Giscard era un hombre muy mujer, y de ahí su éxito con las féminas. Se sentían cómodas con él y con su charla
Giscard era un político del Centro-Derecha francés. Invertía más de una hora en vestirse y acicalarse cada día. Se estudiaba los gestos y las sonrisas. A pesar de su fama de seductor, que él mismo exageró, tenía mucho de señora. A su lado, y sin ánimo de ofender, los movimientos de Adriana Lastra son como los de John Wayne descabalgando. Lo dejó escrito la gran Nathalie Clifford Barney. “La feminidad nada tendrá que ver con el sexo mientras los hombres franceses sigan siendo más mujeres que las inglesas”. Giscard era un hombre muy mujer, y de ahí su éxito con las féminas. Se sentían cómodas con él y con su charla. Pero su capacidad de seducción, creo adivinar que pertenece a la imaginación y no a la realidad. Otra cosa fue Mitterrand, que vaya con Mitterrand.
Mitterrand, socialista, cambió la política de Giscard en lo que respecta al cobijo y amparo de los asesinos terroristas que ensangrentaban España y recibían en el sudoeste francés toda suerte de cordialidades.

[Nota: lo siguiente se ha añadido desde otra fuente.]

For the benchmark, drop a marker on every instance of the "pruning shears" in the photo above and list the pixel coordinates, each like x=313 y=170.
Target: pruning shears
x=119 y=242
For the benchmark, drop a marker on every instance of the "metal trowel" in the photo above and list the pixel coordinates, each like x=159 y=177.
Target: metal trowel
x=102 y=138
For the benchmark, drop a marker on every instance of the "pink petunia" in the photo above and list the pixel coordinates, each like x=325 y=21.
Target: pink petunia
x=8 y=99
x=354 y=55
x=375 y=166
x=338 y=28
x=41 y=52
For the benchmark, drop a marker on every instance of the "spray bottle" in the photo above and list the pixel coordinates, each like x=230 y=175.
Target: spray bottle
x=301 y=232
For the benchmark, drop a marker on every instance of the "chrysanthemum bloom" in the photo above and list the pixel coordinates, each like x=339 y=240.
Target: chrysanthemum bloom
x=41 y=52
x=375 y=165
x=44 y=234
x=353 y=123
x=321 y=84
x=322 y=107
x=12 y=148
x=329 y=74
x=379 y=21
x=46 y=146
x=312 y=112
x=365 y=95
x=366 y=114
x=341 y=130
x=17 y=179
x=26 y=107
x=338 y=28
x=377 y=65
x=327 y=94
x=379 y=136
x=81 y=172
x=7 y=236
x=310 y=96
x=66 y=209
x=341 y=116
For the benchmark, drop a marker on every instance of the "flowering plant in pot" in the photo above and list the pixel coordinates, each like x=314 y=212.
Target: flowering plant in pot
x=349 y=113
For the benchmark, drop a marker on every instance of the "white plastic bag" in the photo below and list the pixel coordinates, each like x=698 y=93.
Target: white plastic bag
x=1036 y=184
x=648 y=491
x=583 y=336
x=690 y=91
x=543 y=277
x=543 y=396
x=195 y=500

Se sabía dónde vivían, qué hacían, en qué bosques se entrenaban, qué contactos frecuentaban y por quienes eran visitados. Asesinaban y huían a Francia. Y Francia no movía un dedo. Con Mitterrand mejoraron las relaciones entre las Fuerzas del Orden de los dos países y los terroristas se instalaron más al norte, con Burdeos como límite. Giscard alojó al terrorismo de la ETA porque le interesaba una España incapaz de superar el franquismo. Su único detalle con España fue honrarnos con su presencia en el “Te Deum” de la proclamación del Rey. Una semana antes recibió en el Elíseo a Don Juan De Borbón, que le garantizó el camino hacia la democracia trazado por Don Juan Carlos. Durante la estancia de Giscard en España, apenas de 24 horas, la ETA no asesinó a ningún inocente.

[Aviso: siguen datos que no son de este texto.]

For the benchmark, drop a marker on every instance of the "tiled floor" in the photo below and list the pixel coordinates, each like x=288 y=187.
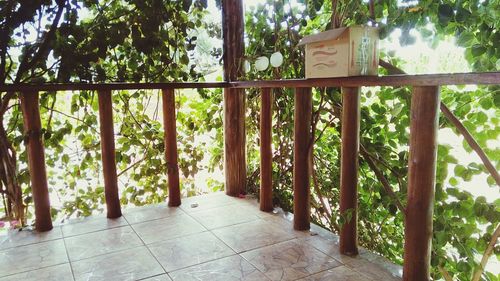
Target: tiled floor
x=222 y=238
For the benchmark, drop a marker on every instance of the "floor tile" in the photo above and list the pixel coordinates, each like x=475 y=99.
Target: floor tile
x=167 y=228
x=30 y=257
x=60 y=272
x=373 y=270
x=329 y=246
x=189 y=250
x=163 y=277
x=132 y=264
x=225 y=216
x=90 y=224
x=232 y=268
x=15 y=237
x=340 y=273
x=101 y=242
x=151 y=212
x=254 y=234
x=289 y=260
x=206 y=202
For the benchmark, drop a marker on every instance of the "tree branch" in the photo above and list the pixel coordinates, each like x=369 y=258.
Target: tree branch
x=458 y=125
x=27 y=64
x=486 y=255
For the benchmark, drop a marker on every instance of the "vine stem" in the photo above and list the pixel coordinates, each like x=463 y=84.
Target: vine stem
x=486 y=255
x=381 y=177
x=445 y=273
x=458 y=125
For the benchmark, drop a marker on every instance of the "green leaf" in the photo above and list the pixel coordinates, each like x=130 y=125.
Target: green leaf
x=477 y=50
x=445 y=13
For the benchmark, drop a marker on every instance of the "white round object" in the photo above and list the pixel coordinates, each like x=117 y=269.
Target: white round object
x=262 y=63
x=276 y=59
x=246 y=66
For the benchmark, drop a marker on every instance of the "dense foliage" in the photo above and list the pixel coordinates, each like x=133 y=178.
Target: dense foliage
x=93 y=41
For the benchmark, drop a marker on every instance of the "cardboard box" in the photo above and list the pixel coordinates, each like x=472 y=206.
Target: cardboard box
x=340 y=52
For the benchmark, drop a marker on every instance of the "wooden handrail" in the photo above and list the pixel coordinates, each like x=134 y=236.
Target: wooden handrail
x=483 y=78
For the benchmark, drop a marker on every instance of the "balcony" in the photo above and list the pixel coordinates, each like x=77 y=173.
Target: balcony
x=223 y=238
x=227 y=238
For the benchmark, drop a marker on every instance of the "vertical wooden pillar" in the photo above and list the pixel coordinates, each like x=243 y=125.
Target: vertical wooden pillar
x=108 y=154
x=36 y=160
x=170 y=137
x=234 y=99
x=349 y=171
x=421 y=182
x=266 y=153
x=301 y=150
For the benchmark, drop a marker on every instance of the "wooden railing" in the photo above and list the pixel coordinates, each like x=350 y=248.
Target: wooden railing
x=422 y=158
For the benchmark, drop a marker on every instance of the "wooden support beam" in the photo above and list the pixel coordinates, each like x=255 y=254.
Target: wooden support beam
x=36 y=159
x=266 y=153
x=234 y=99
x=301 y=154
x=349 y=171
x=235 y=170
x=108 y=154
x=170 y=137
x=424 y=116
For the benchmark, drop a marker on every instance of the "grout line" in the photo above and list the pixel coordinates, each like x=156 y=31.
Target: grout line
x=31 y=270
x=69 y=260
x=31 y=243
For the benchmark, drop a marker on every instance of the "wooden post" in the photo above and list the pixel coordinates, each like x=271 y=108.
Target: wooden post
x=349 y=171
x=36 y=160
x=421 y=182
x=266 y=153
x=108 y=154
x=170 y=137
x=234 y=99
x=301 y=150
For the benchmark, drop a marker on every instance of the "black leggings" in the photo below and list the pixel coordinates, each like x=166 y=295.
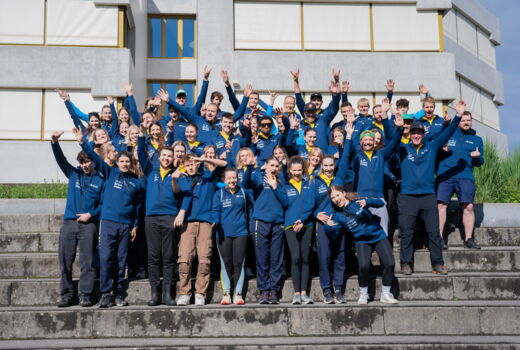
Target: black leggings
x=300 y=247
x=386 y=256
x=233 y=253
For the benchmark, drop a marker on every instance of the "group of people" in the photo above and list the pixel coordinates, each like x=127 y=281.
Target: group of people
x=197 y=177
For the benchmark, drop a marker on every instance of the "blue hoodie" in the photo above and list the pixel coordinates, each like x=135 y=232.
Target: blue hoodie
x=83 y=191
x=267 y=207
x=231 y=212
x=293 y=201
x=203 y=186
x=457 y=163
x=121 y=196
x=369 y=172
x=360 y=222
x=160 y=198
x=418 y=166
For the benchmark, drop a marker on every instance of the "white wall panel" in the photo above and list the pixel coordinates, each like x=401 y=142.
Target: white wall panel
x=400 y=27
x=467 y=34
x=449 y=25
x=490 y=115
x=76 y=22
x=57 y=117
x=471 y=95
x=20 y=113
x=21 y=21
x=267 y=25
x=486 y=50
x=336 y=26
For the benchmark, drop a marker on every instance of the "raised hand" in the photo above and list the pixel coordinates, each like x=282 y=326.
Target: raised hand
x=56 y=135
x=296 y=74
x=423 y=89
x=335 y=75
x=389 y=85
x=460 y=107
x=248 y=90
x=129 y=89
x=63 y=94
x=205 y=73
x=163 y=95
x=345 y=86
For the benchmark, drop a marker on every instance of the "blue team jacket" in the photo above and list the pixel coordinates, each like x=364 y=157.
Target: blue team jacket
x=231 y=212
x=457 y=162
x=83 y=191
x=418 y=166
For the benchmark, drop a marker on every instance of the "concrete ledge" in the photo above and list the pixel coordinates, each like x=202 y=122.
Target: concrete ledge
x=216 y=321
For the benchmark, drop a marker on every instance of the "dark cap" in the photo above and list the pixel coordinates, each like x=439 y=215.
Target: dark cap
x=417 y=126
x=310 y=107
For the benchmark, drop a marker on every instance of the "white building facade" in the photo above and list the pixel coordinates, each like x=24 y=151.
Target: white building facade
x=91 y=47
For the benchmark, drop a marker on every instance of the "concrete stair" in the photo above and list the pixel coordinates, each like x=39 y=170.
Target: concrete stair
x=476 y=306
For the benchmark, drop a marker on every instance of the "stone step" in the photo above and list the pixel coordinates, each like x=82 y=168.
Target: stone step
x=425 y=286
x=283 y=343
x=407 y=318
x=18 y=242
x=490 y=259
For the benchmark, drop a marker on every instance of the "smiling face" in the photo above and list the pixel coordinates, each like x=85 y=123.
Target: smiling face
x=231 y=179
x=338 y=198
x=191 y=133
x=124 y=163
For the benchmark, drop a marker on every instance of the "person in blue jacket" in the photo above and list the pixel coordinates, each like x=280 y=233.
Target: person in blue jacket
x=232 y=208
x=317 y=118
x=462 y=153
x=164 y=201
x=417 y=198
x=119 y=217
x=351 y=213
x=330 y=241
x=80 y=223
x=298 y=230
x=267 y=230
x=201 y=177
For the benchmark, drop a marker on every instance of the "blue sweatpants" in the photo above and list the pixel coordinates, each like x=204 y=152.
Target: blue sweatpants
x=113 y=250
x=269 y=248
x=331 y=259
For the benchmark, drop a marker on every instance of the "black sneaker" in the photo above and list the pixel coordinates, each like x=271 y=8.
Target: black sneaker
x=85 y=301
x=471 y=244
x=264 y=297
x=107 y=301
x=65 y=302
x=273 y=297
x=120 y=300
x=339 y=298
x=328 y=298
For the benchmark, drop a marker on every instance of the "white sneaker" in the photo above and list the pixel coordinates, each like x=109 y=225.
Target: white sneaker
x=363 y=299
x=199 y=299
x=388 y=298
x=183 y=300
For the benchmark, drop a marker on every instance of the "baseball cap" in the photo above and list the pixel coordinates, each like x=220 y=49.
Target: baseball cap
x=310 y=107
x=366 y=133
x=417 y=126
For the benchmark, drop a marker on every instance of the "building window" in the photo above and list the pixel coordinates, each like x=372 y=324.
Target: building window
x=172 y=87
x=171 y=37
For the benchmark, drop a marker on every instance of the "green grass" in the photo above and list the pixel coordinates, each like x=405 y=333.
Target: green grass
x=46 y=190
x=498 y=180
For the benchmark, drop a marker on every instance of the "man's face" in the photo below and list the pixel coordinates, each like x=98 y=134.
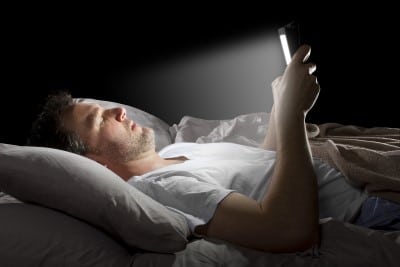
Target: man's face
x=109 y=132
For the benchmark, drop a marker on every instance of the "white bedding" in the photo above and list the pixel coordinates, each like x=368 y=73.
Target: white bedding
x=342 y=244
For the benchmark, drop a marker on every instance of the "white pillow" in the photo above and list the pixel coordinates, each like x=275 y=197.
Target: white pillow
x=89 y=191
x=32 y=235
x=160 y=127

Giscard cazaba mucho en España. No le gustaban los agarres de las reses en las monterías. “Las monterías españolas son muy bonitas y tradicionales pero los agarres me espantan”. Y le respondió el propietario del coto. “A mí el “foie gras” francés me entusiasma, pero el maltrato a las pobres ocas me asquea”. “No volveré a su finca”, dijo Giscard. “Mejor. Así cobraré el puesto que usted no paga”.
“Un presuntuoso”, dijo Marcelino Oreja. “No, Marcelino, un imbécil”. Le apostilló Adolfo Suárez.
Se dice que Giscard sedujo a Diana Spencer. Entra dentro de lo posible porque la bella difunta no era adversa a las seducciones del poder, ya fuera político o económico. Ése, el de la seducción, es el único rasgo que puede intrigarme del recién fallecido. Como político y gobernante siempre llevaré unidos su desprecio por el sufrimiento de España y su apoyo y hospitalidad que disfrutaron los asesinos de la ETA. Es por ello que ruego a mis lectores que no pierdan el tiempo enviándome sus pésames.
Francia, la grande y maravillosa nación que guillotinó a su último Rey, es una República monárquica. El presidente francés es un Rey sólo sometido al tiempo de su mandato. De Gaulle fue un emperador. Giscard, ordenaba que se mantuviera vacía la silla de su derecha durante las comidas oficiales. “Un presuntuoso”, dijo Marcelino Oreja. “No, Marcelino, un imbécil”. Le apostilló Adolfo Suárez.
Creo que los lectores más certeros habrán intuido que no estoy de luto. Por mis 70.000 compatriotas muertos por el Covid, sí. Por los casi mil asesinados y sus familias por la ETA, hoy en el Gobierno, sí. Por Giscard, no. Y no me resulta desagradable reconocerlo.